Five signs religious life might be right for you
Article from the Vision Vocation Network, by Sister Colleen Therese Smith, A.S.C.J.
A young woman once posed this question to me: “Does God send signs?” She had been praying to God for a very specific sign that would alleviate any doubt in her mind once and for all that God indeed was calling her to religious life. Don’t we all long for that kind of clarity?
But can you really expect that God’s will for you will be revealed through tangible signs? Whether or not that may be, often young men and women are hoping that God will show them an obvious sign that will confirm where God is leading them. The simple truth is that you cannot really calculate the exact “sign” God should send nor expect God to answer on cue.
Nonetheless, our faith assures us that God is always communicating God’s will to us. God’s message is consistent, sure, and irrefutable. The first chapter of the Letter to the Ephesians summarizes God’s intentions for us: God has given us the wisdom to understand fully the mystery, the plan to be decreed in Christ in the fullness of time, to bring all things into one in him, in the heavens and on the Earth.
That’s the plan! And every sign that comes from God simply reminds us that ultimately our vocation will be a means to a lasting union with God. So that we are not alone on this journey, Jesus gives us the Holy Spirit to guide us on the way. In fact, the Holy Spirit teaches us how to read signs that point us in the right direction. Here are five signposts I have noticed on the discernment journey.
1. A peace like no other
Saint Ignatius of Loyola teaches in his Spiritual Exercises that when your own will is aligned with God’s will, you shall know great consolation. God’s will is completely directed toward allowing you to know God and love God in return. Thus, Ignatius writes, “Our only desire and our one choice should be this: I want and I choose what better leads to God’s deepening life in me” (no. 23).

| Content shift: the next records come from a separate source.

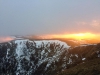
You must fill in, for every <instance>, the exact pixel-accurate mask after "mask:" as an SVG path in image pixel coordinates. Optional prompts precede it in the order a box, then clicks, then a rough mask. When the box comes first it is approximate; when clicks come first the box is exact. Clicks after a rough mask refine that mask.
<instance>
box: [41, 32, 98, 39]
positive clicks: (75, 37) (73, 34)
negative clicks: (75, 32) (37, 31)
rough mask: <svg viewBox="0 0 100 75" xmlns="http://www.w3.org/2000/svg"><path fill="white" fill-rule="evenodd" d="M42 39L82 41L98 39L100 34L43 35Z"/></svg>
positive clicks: (70, 34) (83, 33)
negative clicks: (65, 39) (93, 39)
mask: <svg viewBox="0 0 100 75" xmlns="http://www.w3.org/2000/svg"><path fill="white" fill-rule="evenodd" d="M41 37H43V38H71V39H76V40H82V39H96V38H99V37H100V34H94V33H90V32H86V33H72V34H57V35H56V34H53V35H43V36H41Z"/></svg>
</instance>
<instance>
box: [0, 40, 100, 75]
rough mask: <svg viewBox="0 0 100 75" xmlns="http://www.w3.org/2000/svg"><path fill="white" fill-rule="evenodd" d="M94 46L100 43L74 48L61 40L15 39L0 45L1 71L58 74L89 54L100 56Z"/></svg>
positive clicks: (15, 74) (17, 74)
mask: <svg viewBox="0 0 100 75" xmlns="http://www.w3.org/2000/svg"><path fill="white" fill-rule="evenodd" d="M90 46H91V47H90ZM98 47H99V46H98ZM93 48H97V45H85V46H83V45H81V46H78V47H74V48H71V46H68V45H67V43H65V42H62V41H59V40H38V41H30V40H14V41H11V42H7V43H2V44H0V74H1V75H56V74H58V73H59V72H61V71H64V70H65V69H68V68H70V67H72V66H75V65H77V64H78V63H80V62H83V61H85V60H87V59H89V56H88V55H86V54H87V53H90V54H92V55H95V56H96V57H99V50H97V51H93ZM88 49H89V52H88ZM91 49H92V50H91ZM98 49H99V48H98ZM84 50H85V51H84ZM86 50H87V51H86ZM90 51H91V52H90ZM93 52H94V53H93Z"/></svg>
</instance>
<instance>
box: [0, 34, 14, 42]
mask: <svg viewBox="0 0 100 75" xmlns="http://www.w3.org/2000/svg"><path fill="white" fill-rule="evenodd" d="M13 39H14V38H13V37H10V36H2V37H0V43H2V42H8V41H11V40H13Z"/></svg>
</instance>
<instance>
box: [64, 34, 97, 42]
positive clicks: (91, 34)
mask: <svg viewBox="0 0 100 75" xmlns="http://www.w3.org/2000/svg"><path fill="white" fill-rule="evenodd" d="M63 37H64V38H72V39H76V40H82V39H93V38H96V35H95V34H92V33H77V34H66V35H64V36H63Z"/></svg>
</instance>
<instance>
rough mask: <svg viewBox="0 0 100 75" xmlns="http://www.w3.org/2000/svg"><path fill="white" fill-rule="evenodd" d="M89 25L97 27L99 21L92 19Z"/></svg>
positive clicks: (97, 25)
mask: <svg viewBox="0 0 100 75" xmlns="http://www.w3.org/2000/svg"><path fill="white" fill-rule="evenodd" d="M90 25H91V26H93V27H99V26H100V21H99V20H93V21H92V22H91V23H90Z"/></svg>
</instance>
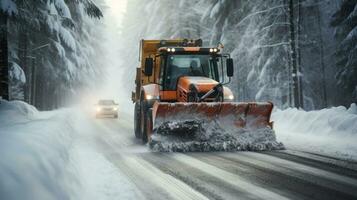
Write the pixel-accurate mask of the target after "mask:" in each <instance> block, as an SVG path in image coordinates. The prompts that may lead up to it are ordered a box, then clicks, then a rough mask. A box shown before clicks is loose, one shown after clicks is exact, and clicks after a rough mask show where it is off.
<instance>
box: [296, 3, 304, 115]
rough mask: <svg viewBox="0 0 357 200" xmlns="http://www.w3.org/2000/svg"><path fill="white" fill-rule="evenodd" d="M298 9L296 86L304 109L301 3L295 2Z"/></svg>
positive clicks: (296, 47)
mask: <svg viewBox="0 0 357 200" xmlns="http://www.w3.org/2000/svg"><path fill="white" fill-rule="evenodd" d="M297 3H298V9H297V15H298V17H297V20H298V21H297V35H296V49H297V58H298V59H297V70H298V76H297V78H298V86H299V102H300V106H301V108H304V93H303V87H302V78H303V76H302V67H301V49H300V36H301V19H302V15H301V2H300V0H297Z"/></svg>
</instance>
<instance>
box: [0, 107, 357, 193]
mask: <svg viewBox="0 0 357 200" xmlns="http://www.w3.org/2000/svg"><path fill="white" fill-rule="evenodd" d="M3 112H4V111H3ZM5 112H7V111H5ZM10 114H11V113H8V115H7V116H10ZM39 116H40V118H36V119H27V118H24V119H21V120H20V121H18V122H16V123H15V124H13V121H14V119H11V120H8V121H7V119H5V118H3V121H2V123H0V128H1V132H0V135H1V136H2V138H3V140H1V141H0V145H2V147H0V150H1V155H2V156H1V157H2V160H0V199H10V200H11V199H86V200H87V199H101V200H103V199H108V200H110V199H153V200H159V199H163V200H166V199H180V200H181V199H194V200H199V199H274V200H277V199H357V192H356V191H357V162H353V161H348V162H347V161H344V160H340V159H336V158H333V157H328V156H322V155H318V154H313V153H308V152H300V151H296V150H294V151H293V150H284V151H273V152H261V153H257V152H209V153H185V154H183V153H154V152H150V150H149V149H148V147H147V146H144V145H142V144H141V143H140V141H138V140H136V139H135V138H134V134H133V122H132V119H131V117H127V116H128V115H125V114H123V113H120V114H119V119H95V118H94V117H93V115H91V114H90V113H88V112H84V111H81V110H79V109H65V110H60V111H55V112H47V113H41V114H39ZM16 119H18V118H16ZM64 122H65V123H64ZM20 130H25V131H24V132H21V131H20ZM56 131H57V132H56ZM33 138H35V139H33ZM57 140H58V141H60V142H56V141H57ZM22 142H23V143H22ZM46 145H47V146H46ZM56 152H60V153H56ZM34 158H36V159H34Z"/></svg>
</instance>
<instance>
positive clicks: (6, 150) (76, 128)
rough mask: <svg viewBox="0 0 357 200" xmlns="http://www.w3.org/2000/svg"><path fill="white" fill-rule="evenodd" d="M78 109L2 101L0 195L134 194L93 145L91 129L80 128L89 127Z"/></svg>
mask: <svg viewBox="0 0 357 200" xmlns="http://www.w3.org/2000/svg"><path fill="white" fill-rule="evenodd" d="M76 113H78V111H77V110H76V109H61V110H57V111H51V112H38V111H37V110H36V109H35V108H34V107H32V106H29V105H27V104H25V103H23V102H19V101H13V102H6V101H1V104H0V158H1V159H0V199H113V198H114V199H117V198H119V199H120V198H122V199H138V197H139V196H140V194H138V192H137V191H136V188H135V186H133V185H132V184H131V183H130V182H129V180H128V179H127V177H126V176H125V175H124V174H122V173H121V172H120V171H119V170H117V169H116V168H115V167H114V166H113V165H112V164H111V163H110V162H109V161H108V160H106V159H105V157H104V156H103V155H102V154H100V153H99V152H98V151H97V150H96V149H95V147H93V145H91V143H90V140H91V139H92V138H93V137H94V134H95V133H94V132H93V131H85V132H82V133H79V132H78V128H79V127H87V129H86V130H90V128H91V127H90V122H88V121H80V120H79V118H80V117H79V116H78V114H76ZM78 123H80V124H78ZM92 130H93V129H92Z"/></svg>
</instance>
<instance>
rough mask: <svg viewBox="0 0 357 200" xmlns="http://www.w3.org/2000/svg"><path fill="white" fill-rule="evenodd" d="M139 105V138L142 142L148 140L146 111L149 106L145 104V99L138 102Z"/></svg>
mask: <svg viewBox="0 0 357 200" xmlns="http://www.w3.org/2000/svg"><path fill="white" fill-rule="evenodd" d="M140 105H141V109H140V111H141V113H140V122H141V140H142V141H143V143H144V144H146V143H147V142H148V135H147V125H148V123H147V117H148V116H147V113H148V111H149V108H148V106H147V103H146V102H145V101H142V102H141V103H140Z"/></svg>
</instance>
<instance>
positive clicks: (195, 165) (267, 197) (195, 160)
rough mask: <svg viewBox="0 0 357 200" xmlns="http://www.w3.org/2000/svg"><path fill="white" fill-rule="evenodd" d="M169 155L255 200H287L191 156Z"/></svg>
mask: <svg viewBox="0 0 357 200" xmlns="http://www.w3.org/2000/svg"><path fill="white" fill-rule="evenodd" d="M170 155H171V157H173V158H174V159H176V160H178V161H180V162H182V163H184V164H185V165H188V166H192V167H194V168H197V169H199V170H201V171H203V172H205V173H208V174H210V175H211V176H214V177H216V178H218V179H221V180H223V181H224V182H227V183H229V184H231V185H233V186H235V187H237V188H239V190H241V191H244V192H246V193H249V194H251V195H252V196H255V197H257V198H260V199H272V200H276V199H281V200H284V199H289V198H287V197H285V196H282V195H279V194H277V193H275V192H272V191H270V190H267V189H265V188H261V187H259V186H257V185H255V184H253V183H251V182H249V181H248V180H245V179H244V178H243V177H242V176H239V175H237V174H234V173H231V172H228V171H225V170H223V169H220V168H218V167H215V166H213V165H210V164H207V163H205V162H202V161H200V160H198V159H195V158H193V157H191V156H188V155H185V154H170Z"/></svg>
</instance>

God would not call you to consecrated religious life and then not somehow reveal that vocation. Rather than some sort of external sign, the Ignatian tradition says that a deep inner peace is the truest sign. Over and over I have seen young women feeling a great sense of unrest in their discernment process, but when they finally surrender and say yes to what their heart tells them is God’s plan, they experience a profound peace. The pivotal moment comes when discerners recognize that God is not calling them to be anyone other than their best selves. One woman described this sense to me when she said, “I feel like I just came home to myself.” A peace like no other or, as Jesus says, a peace “not as the world gives” (John 14:27), is the first sign that you have found God’s will.